In the new book “She Come By It Natural: Dolly Parton and the Women Who Lived Her Songs,” Sarah Smarsh provides the seldom acknowledged context in which Parton should always be understood. This context revolves around how Parton was raised, but continues on with the way Parton carried herself for decades in the limelight, and now as she approaches her 75th birthday. Smarsh is a journalist whose work has appeared in the New York Times and in the Guardian. Her book “Heartland: A Memoir of Working Hard and Being Broke in the Richest Country on Earth,” was a finalist for the 2018 National Book Award.
“She Come By It Natural” is a book that zooms in on a woman who not only talks the talk, but also walks the walk. Dolly Parton exemplifies both practices, and has been doing so for over six decades.
Smarsh argues, in thoroughly researched detail, that Parton is the quintessential figure who embodies a specific, yet “unnamed sort of feminism.” This is the first half of Smarsh’s bifold statement — that Parton is a distinct kind of woman never seen without her “eyebrow-raising tight clothes, generosity of heart, and a take-no-crap attitude.” Smarsh’s second point is that Parton’s extended residence in the spotlight has been significant representationally; Parton has proven to underrepresented women that they are worth just as much as anyone through her own rags-to-riches journey.
Back in 1946, the doctor who delivered Parton was paid for his work with a bag of grain, as that was all the baby’s parents had to give him. Here in 2020, Parton’s net worth is estimated to be above $500 million. The odyssey from acute poverty to nearly unfathomable wealth is hard to wrap one’s head around. But as Smarsh writes, Parton has never shied away from her roots. In fact, she is often the one to address her background explicitly, whether it be in her lyrics, in interviews, or in her autobiography.

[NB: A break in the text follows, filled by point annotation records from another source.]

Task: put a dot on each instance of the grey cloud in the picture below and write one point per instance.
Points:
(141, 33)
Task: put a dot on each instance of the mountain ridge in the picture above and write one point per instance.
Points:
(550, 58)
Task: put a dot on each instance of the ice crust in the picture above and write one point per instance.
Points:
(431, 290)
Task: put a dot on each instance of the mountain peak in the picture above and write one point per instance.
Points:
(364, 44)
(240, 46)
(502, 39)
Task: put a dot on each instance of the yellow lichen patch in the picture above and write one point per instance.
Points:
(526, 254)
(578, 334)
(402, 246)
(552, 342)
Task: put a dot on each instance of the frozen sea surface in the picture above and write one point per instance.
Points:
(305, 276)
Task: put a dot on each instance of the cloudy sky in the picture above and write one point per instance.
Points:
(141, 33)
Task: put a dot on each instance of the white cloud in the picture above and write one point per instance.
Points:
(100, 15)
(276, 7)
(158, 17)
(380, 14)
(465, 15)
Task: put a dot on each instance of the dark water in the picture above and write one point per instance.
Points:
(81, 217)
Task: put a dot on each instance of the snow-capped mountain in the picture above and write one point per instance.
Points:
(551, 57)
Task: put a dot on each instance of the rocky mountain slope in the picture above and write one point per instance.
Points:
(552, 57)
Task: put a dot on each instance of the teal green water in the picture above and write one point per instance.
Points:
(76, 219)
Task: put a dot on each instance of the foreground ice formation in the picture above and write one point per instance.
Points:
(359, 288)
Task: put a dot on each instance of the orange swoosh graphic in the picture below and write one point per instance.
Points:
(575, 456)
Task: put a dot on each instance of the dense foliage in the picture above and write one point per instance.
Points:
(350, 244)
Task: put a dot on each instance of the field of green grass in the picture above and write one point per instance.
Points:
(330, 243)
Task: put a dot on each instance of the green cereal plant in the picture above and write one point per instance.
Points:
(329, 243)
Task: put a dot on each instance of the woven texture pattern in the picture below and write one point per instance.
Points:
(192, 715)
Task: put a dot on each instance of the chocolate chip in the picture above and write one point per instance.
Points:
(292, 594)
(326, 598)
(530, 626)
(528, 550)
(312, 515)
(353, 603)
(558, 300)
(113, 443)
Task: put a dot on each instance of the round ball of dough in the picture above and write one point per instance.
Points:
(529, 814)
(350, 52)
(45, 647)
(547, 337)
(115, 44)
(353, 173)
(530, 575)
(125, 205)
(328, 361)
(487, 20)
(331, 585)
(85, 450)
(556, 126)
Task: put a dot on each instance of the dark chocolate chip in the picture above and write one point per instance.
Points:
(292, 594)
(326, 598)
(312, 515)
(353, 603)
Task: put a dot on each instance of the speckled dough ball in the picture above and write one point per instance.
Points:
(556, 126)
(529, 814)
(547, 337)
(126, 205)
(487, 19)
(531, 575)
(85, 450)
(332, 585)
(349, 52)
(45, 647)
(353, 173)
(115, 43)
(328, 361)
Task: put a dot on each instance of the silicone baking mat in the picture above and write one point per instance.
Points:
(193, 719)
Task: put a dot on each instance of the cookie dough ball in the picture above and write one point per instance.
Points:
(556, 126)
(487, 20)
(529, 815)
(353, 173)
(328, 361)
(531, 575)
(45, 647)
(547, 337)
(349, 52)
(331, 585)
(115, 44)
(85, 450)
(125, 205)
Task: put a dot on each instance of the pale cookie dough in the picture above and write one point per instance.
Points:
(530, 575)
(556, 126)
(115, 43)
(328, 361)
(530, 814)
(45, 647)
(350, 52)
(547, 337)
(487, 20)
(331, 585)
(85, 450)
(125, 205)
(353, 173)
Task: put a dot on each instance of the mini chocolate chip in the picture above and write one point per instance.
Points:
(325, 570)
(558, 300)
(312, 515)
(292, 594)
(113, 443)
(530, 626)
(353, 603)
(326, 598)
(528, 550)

It is Parton’s unabashed confrontation of who exactly she is representing that Smarsh revels in. Smarsh herself grew up in underserved Appalachia, and she writes about how the lyrics of Parton’s songs allowed her to see, or rather hear, herself on the radio. Smarsh writes how being able to “map” her upbringing on “a soundtrack of declarative statements sung by women in denim and big hair,” carries immeasurable meaning. Not only do White women from rural America feel this meaning, but also several other minority groups; Dolly’s fanbase is surprisingly diverse.
“She Come By It Natural” focuses on this woman’s far-reaching music and inclusive message. Parton has been the butt of countless jokes for decades, but Smarsh puts the attention where it should be: on how Parton was given not even lemons, and yet, she made lemonade. Dolly Parton came from nothing, and has made everyone feel everything.